И этот интимный, вкрадчивый тон вышиб меня из созерцательного состояния, как толчок — канатоходца с веревки.
— Блять!
Кайф, до этого томный, тягучий и сладкий, взорвался в позвоночнике острым возбуждением. Голову моментально повело, рассудок свистнул в восхищении и исчез, напоследок помахав на прощание.
Я успел мазнуть губами по белой щеке прежде, чем Северус схватил меня за плечо.
— Северус, ну пожалуйста…
— Три минуты, — процедил Снейп. — Терпи.
Я ерзал, пыхтел, кусал зудящие губы до крови, но покорно терпел. Черные глаза напротив смотрели на меня, не отрываясь. Хотелось думать, что этот взгляд — сострадательный…
— Уже лучше, — услышал я, когда вышел из уборной. — Принцип ты уловил. Осталась практика.
— Я буду часто практиковаться.
Я развалился на диване, нагло укладывая голову на колени своему побратиму. Тот только хмыкнул и откинулся на спинку, запуская свои шикарные пальцы в мою шевелюру. Вместо мыслей была гулкая восхитительная пустота, каждая клеточка тела пела от сытости и довольства. Северус лениво перебирал мои волосы, и я знал — ему было так же хорошо, как и мне.
* * *
Сон был слишком реалистичен, страшен и четок. Из памяти не исчезла ни единая деталь: даже спустя неделю видения вспоминались чуть ли не посекундно, а любой звук, мало-мальски похожий на вороний крик, заставлял вздрагивать. Северус учил Вадима на совесть — он всегда понимал намеки правильно.

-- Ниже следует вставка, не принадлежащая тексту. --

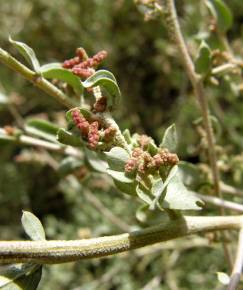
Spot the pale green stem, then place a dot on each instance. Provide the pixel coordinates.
(51, 252)
(237, 269)
(37, 80)
(27, 140)
(173, 27)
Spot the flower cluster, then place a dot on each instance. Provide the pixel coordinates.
(100, 105)
(93, 130)
(83, 66)
(93, 135)
(143, 162)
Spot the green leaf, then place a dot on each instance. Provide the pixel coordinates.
(68, 138)
(3, 99)
(223, 278)
(55, 71)
(141, 213)
(86, 113)
(190, 174)
(96, 160)
(27, 52)
(222, 14)
(117, 158)
(179, 198)
(157, 187)
(42, 128)
(203, 62)
(20, 277)
(127, 136)
(68, 165)
(170, 138)
(32, 226)
(119, 176)
(108, 83)
(128, 188)
(144, 195)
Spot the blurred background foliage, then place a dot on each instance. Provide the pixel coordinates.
(156, 93)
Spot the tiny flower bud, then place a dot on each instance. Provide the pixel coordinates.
(100, 105)
(131, 165)
(93, 135)
(109, 134)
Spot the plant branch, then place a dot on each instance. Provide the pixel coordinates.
(36, 79)
(221, 202)
(51, 252)
(27, 140)
(231, 190)
(237, 269)
(175, 33)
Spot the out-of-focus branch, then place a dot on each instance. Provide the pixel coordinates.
(51, 252)
(37, 80)
(174, 30)
(237, 269)
(221, 202)
(27, 140)
(230, 189)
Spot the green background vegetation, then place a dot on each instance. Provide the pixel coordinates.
(156, 93)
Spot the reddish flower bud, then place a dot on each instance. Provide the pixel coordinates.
(93, 135)
(81, 53)
(70, 63)
(83, 72)
(131, 165)
(137, 152)
(80, 122)
(109, 134)
(144, 141)
(100, 105)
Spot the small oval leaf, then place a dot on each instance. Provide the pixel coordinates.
(108, 83)
(28, 53)
(203, 60)
(32, 226)
(223, 278)
(221, 12)
(42, 128)
(96, 161)
(20, 277)
(56, 71)
(68, 138)
(117, 158)
(169, 140)
(119, 176)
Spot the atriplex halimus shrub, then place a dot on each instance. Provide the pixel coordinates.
(137, 165)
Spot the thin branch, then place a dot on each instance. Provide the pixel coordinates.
(105, 211)
(37, 80)
(221, 202)
(237, 270)
(27, 140)
(51, 252)
(230, 189)
(175, 33)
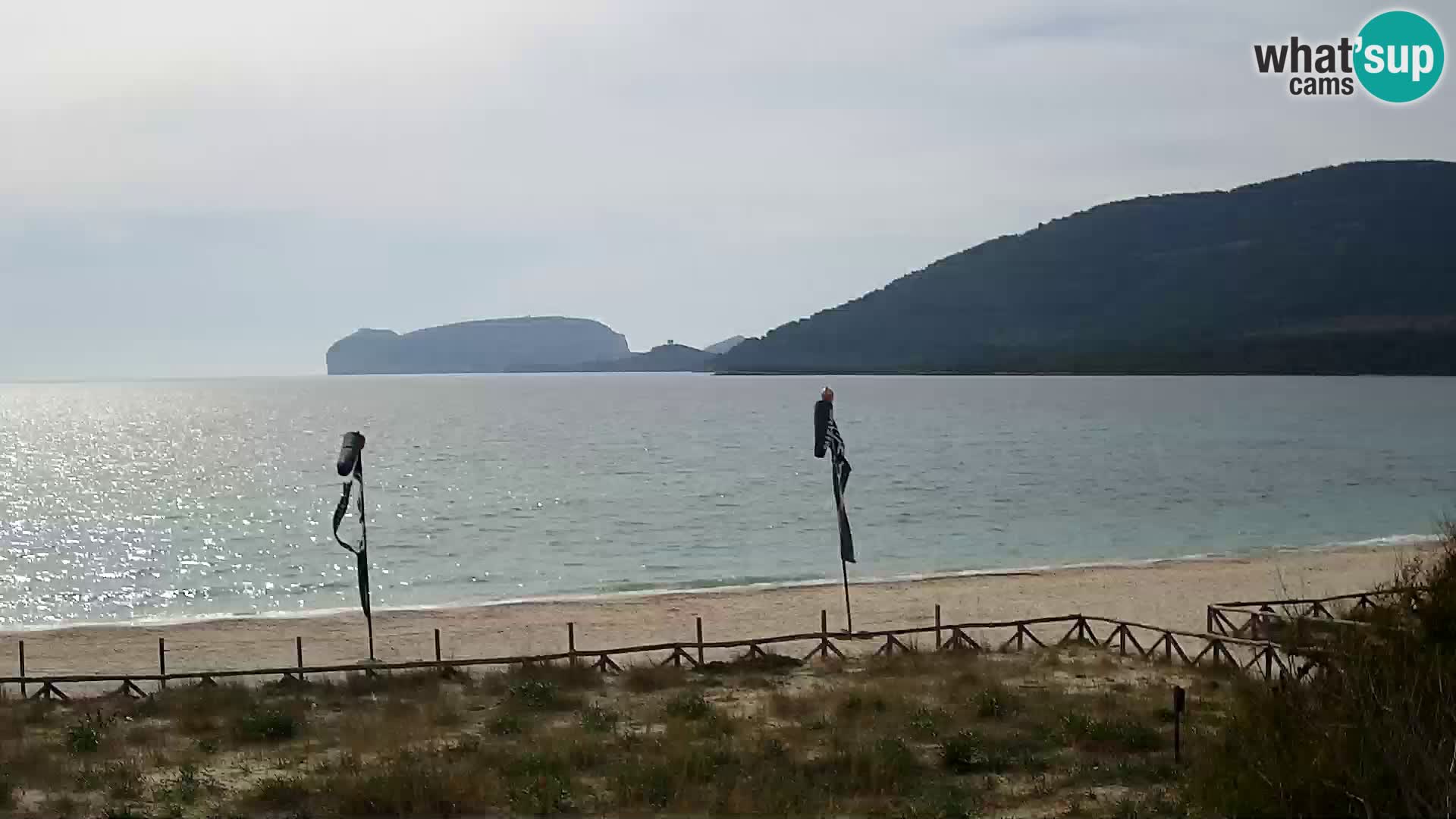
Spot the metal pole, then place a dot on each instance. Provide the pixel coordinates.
(699, 640)
(369, 615)
(1180, 703)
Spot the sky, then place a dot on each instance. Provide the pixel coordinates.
(226, 188)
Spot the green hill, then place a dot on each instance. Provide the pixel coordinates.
(1338, 270)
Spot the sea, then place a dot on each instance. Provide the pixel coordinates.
(143, 502)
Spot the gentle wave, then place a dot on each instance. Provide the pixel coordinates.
(711, 588)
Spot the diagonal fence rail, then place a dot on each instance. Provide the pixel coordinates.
(1152, 643)
(1298, 620)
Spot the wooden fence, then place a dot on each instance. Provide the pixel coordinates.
(1152, 643)
(1293, 620)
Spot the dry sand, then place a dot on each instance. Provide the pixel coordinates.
(1166, 594)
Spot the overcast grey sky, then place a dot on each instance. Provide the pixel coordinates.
(224, 188)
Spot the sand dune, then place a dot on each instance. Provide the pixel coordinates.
(1168, 594)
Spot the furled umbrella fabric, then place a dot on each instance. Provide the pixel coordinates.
(829, 442)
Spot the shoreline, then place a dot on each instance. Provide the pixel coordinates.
(1410, 541)
(1171, 594)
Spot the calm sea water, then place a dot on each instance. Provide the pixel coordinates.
(190, 499)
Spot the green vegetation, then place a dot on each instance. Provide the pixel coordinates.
(913, 736)
(1340, 270)
(1370, 733)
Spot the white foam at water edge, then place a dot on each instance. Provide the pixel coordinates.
(1382, 542)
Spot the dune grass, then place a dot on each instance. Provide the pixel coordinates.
(916, 736)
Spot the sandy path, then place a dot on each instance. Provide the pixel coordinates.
(1169, 594)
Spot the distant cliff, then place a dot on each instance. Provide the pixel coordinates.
(492, 346)
(663, 359)
(1338, 270)
(724, 346)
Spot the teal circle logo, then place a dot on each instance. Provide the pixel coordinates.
(1400, 55)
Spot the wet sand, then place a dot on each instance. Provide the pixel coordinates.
(1169, 594)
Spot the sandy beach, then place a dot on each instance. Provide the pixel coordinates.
(1169, 594)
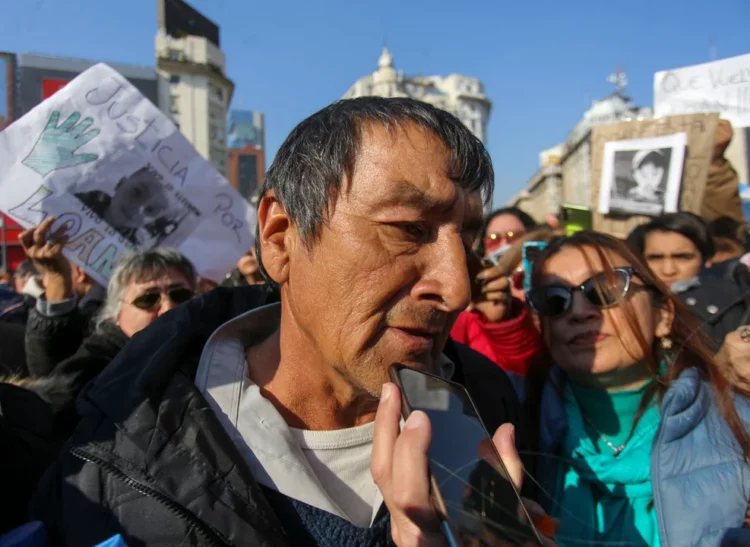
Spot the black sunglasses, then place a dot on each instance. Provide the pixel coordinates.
(599, 290)
(150, 300)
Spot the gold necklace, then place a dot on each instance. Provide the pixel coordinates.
(616, 449)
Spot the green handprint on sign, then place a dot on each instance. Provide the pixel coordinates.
(56, 148)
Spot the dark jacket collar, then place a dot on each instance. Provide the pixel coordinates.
(173, 439)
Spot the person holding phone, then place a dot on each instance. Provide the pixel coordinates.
(497, 324)
(236, 420)
(645, 435)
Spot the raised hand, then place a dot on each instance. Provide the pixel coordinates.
(45, 250)
(56, 147)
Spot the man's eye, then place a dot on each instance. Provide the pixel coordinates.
(415, 230)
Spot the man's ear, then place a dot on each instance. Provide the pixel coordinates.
(664, 319)
(275, 232)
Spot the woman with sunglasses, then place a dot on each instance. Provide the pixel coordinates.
(144, 285)
(642, 437)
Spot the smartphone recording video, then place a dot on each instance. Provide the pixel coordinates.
(470, 484)
(531, 249)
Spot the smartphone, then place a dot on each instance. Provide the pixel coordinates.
(576, 218)
(472, 494)
(530, 251)
(493, 259)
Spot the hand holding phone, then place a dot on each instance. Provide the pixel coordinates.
(457, 498)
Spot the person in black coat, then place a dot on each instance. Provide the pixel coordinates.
(144, 286)
(680, 250)
(60, 318)
(30, 437)
(231, 421)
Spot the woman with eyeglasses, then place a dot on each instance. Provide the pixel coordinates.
(642, 437)
(144, 285)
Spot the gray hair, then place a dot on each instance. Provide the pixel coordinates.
(307, 171)
(141, 265)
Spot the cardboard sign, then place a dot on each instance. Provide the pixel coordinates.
(118, 173)
(721, 86)
(701, 134)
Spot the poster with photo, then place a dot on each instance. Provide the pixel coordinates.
(113, 169)
(642, 176)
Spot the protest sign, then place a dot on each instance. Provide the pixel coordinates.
(119, 175)
(642, 176)
(721, 86)
(701, 133)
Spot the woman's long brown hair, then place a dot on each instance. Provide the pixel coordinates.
(690, 348)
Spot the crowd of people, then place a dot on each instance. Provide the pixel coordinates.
(614, 374)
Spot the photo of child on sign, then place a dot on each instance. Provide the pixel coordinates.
(642, 176)
(139, 208)
(118, 175)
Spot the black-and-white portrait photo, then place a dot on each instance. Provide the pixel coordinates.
(642, 176)
(141, 209)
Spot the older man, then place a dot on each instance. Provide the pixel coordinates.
(222, 426)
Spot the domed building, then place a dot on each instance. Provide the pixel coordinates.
(460, 95)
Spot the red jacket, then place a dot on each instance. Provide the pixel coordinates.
(511, 344)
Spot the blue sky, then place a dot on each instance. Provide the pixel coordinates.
(542, 62)
(3, 88)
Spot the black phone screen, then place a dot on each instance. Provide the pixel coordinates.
(482, 505)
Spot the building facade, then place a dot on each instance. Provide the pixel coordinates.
(41, 76)
(245, 127)
(247, 152)
(576, 161)
(564, 175)
(460, 95)
(189, 58)
(542, 194)
(245, 172)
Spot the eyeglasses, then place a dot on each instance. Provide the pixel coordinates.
(495, 240)
(599, 290)
(151, 300)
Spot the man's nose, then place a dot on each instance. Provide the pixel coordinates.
(668, 267)
(445, 278)
(166, 305)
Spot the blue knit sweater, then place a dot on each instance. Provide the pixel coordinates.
(306, 525)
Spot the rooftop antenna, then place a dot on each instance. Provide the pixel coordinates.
(619, 79)
(711, 48)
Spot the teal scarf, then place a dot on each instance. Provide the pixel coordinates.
(602, 498)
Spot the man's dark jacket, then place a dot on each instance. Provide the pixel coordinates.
(50, 340)
(150, 460)
(719, 297)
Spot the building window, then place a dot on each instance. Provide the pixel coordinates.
(247, 177)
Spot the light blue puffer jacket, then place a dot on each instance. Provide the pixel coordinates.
(701, 482)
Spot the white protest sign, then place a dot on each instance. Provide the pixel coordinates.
(721, 86)
(118, 173)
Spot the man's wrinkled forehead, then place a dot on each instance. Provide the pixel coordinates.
(403, 166)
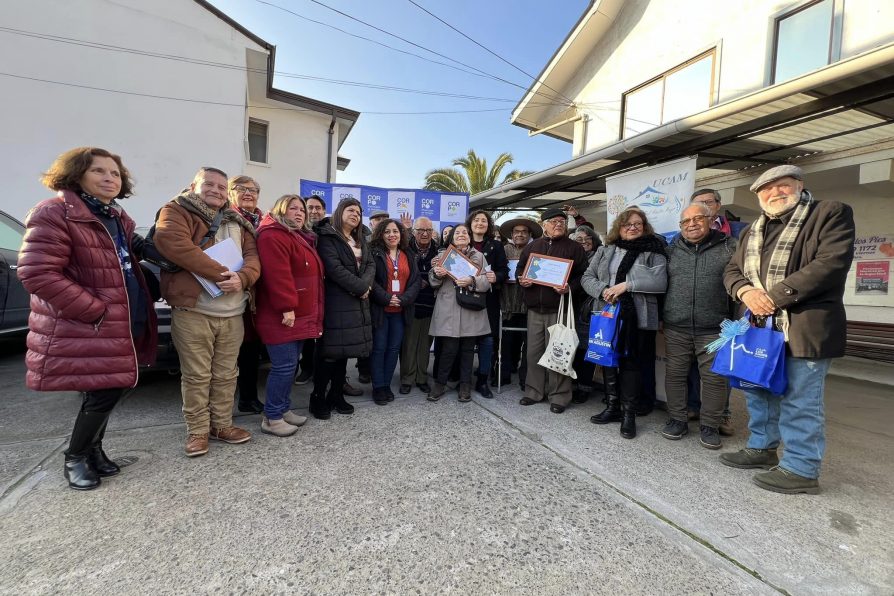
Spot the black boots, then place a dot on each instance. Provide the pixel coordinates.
(612, 411)
(482, 387)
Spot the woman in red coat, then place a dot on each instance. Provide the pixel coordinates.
(92, 322)
(289, 304)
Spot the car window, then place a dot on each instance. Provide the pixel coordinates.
(11, 233)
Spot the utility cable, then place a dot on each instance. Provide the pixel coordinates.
(493, 53)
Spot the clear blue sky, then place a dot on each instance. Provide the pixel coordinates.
(397, 150)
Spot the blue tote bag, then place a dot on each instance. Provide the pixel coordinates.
(602, 340)
(751, 357)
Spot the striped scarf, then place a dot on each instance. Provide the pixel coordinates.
(781, 252)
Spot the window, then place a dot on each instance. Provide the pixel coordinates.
(803, 40)
(681, 91)
(257, 141)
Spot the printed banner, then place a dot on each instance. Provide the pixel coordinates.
(442, 208)
(662, 192)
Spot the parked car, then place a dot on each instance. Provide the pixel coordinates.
(14, 298)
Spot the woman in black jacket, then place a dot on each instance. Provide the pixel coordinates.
(497, 271)
(395, 289)
(347, 323)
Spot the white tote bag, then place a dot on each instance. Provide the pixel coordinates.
(563, 341)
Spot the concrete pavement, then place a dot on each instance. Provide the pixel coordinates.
(418, 497)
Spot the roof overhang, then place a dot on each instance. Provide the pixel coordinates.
(845, 105)
(345, 117)
(541, 105)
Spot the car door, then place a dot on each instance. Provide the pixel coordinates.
(14, 299)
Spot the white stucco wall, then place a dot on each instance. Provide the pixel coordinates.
(162, 142)
(650, 37)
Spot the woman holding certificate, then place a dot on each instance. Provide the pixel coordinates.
(630, 270)
(395, 289)
(459, 269)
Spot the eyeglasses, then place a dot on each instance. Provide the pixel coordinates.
(696, 219)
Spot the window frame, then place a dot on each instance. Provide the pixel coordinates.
(266, 126)
(712, 52)
(835, 33)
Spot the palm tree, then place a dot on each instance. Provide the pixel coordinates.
(474, 175)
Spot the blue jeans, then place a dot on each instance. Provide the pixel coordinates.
(283, 362)
(796, 418)
(387, 338)
(485, 353)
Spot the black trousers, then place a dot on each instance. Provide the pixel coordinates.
(451, 347)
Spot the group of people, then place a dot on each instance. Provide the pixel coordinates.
(319, 290)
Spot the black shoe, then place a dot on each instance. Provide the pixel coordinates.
(608, 415)
(100, 462)
(380, 396)
(303, 377)
(628, 424)
(482, 388)
(674, 430)
(350, 390)
(80, 474)
(252, 407)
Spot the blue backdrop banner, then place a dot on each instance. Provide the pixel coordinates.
(441, 207)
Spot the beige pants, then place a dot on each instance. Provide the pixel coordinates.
(208, 347)
(414, 353)
(542, 383)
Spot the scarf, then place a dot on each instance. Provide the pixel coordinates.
(627, 342)
(782, 252)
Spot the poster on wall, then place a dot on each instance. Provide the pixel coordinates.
(442, 208)
(662, 192)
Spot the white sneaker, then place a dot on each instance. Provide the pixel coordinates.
(293, 418)
(279, 428)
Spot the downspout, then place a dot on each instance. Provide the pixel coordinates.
(329, 150)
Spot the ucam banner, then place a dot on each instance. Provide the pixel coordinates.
(441, 208)
(662, 192)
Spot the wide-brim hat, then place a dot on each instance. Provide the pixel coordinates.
(776, 173)
(506, 227)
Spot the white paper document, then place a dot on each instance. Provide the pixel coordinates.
(227, 254)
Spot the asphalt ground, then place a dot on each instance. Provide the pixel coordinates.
(487, 497)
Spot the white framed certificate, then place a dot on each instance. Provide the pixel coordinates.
(548, 271)
(458, 265)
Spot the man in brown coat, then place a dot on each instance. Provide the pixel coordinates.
(207, 330)
(792, 264)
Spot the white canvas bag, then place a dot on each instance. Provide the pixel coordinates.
(563, 341)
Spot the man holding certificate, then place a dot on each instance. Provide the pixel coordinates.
(547, 268)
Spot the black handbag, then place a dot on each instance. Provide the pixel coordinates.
(470, 300)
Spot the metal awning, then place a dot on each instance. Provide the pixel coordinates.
(845, 105)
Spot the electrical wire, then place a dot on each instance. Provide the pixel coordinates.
(493, 53)
(414, 44)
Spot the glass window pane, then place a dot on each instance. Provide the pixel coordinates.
(688, 90)
(803, 40)
(257, 142)
(642, 109)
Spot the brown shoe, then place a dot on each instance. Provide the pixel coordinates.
(726, 427)
(196, 445)
(232, 435)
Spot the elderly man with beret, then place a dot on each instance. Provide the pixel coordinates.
(792, 264)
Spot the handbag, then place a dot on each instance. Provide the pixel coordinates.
(750, 356)
(559, 353)
(602, 341)
(470, 300)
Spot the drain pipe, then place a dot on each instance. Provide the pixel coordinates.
(329, 151)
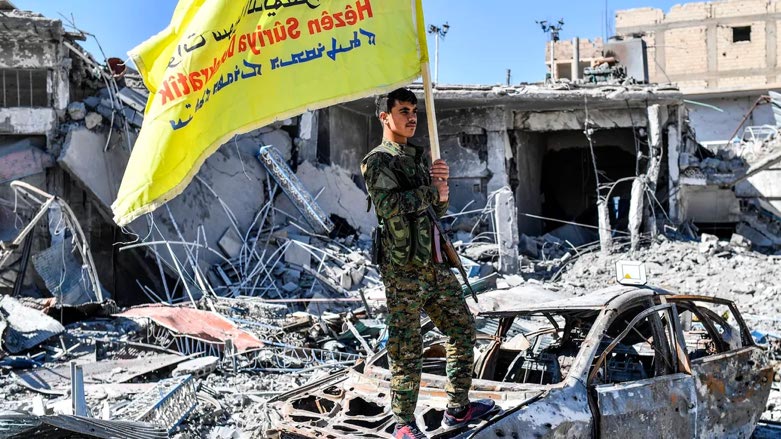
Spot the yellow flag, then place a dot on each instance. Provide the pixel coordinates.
(224, 67)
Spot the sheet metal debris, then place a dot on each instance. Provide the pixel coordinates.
(166, 405)
(56, 380)
(22, 328)
(19, 426)
(293, 188)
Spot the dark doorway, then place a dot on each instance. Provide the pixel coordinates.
(569, 187)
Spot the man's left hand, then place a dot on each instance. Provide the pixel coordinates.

Побратим жмурился, как сытый кот, довольный, расслабленный, умиротворенный. Всё время, которое Северус буквально пытал его, окупилось сторицей. Вадим научился взаимодействовать с ним без сексуального влечения. Так, как должны уметь все целители, лечащие магическое истощение. Теперь он успокоится, а Северус получит источник сил и, что тут сказать, отличного партнера в таком тонком, интимном и, несомненно, наиприятнейшем процессе. Не любовника, не сына, не друга. Побратима. И что самое замечательное, такая роль Вадима устроила.
— И всё-таки ты сволочь, — ласково улыбнулся целитель. — Сволочь с комплексом Постороннего.
Северус только искривил губы в усмешке. Он уже это слышал. Вадим вообще много чего ему наговорил, пока пытался совладать с собственным телом. И всё по Фрейду. Северус узнал, что у него и комплекс Постороннего, и комплекс Ипполита, и ведет он себя с Поттером, как опереточный злодей, и что — внезапно! — по нему сох Римус Люпин. Северус тогда получил от Вадима подробный, обстоятельный и весьма убедительный анализ жестов, взглядов, интонаций и бесконечных извинений этого чертова оборотня. Это было… неожиданно и весьма жутко.
— Сволочь… — задумчиво повторил Вадим, причмокнув губами, и лукаво, совсем по-женски стрельнул взглядом из-под ресниц. — Моя сволочь.
Метка чернела на предплечье уродливым пятном. Северусу хотелось опустить рукав, но Вадим смотрел на неё спокойно, обводя контуры кончиками пальцев. Для него метка была произведением искусства, для Северуса — клеймом, которое никак нельзя было ставить на чистое предплечье побратима.
— Рано или поздно Альбус узнает, что я спровоцировал Поттера на отказ от занятий. Я не могу больше молчать.
Ломать защиту мальчишки, неплохую, кстати, защиту, Северус не хотел категорически. Однако приказ Альбуса не оставил лазеек — под предлогом занятий Северус должен был разбудить связь между Поттером и Темным лордом. Северус понимал необходимость и важность приказа. Глупо было упускать возможность залезть противнику в голову. Однако как бы ни презирал он Поттера, сводить его с ума Северус не хотел. А ведь к этому шло — мальчишка сопротивлялся с отчаянностью загнанной в угол крысы.
Выход подсказал Вадим, порывшись в своем дневнике. Северус был бы рад и сам его почитать — Вадим ему этого не запрещал. Однако разобраться в затейливых сокращениях, исчерканных страницах, стрелочках, схемах и — главное! — отвратительном почерке было под силу только автору строк. Или фармацевту с двадцатилетним стажем, как пошутил Вадим.
— Да, — задумчиво кивнул Волхов. — Так больше нельзя…
Он помолчал, поерзал и открыл глаза.
— Я не могу указать на смертельное средство, но могу указать на лекарство.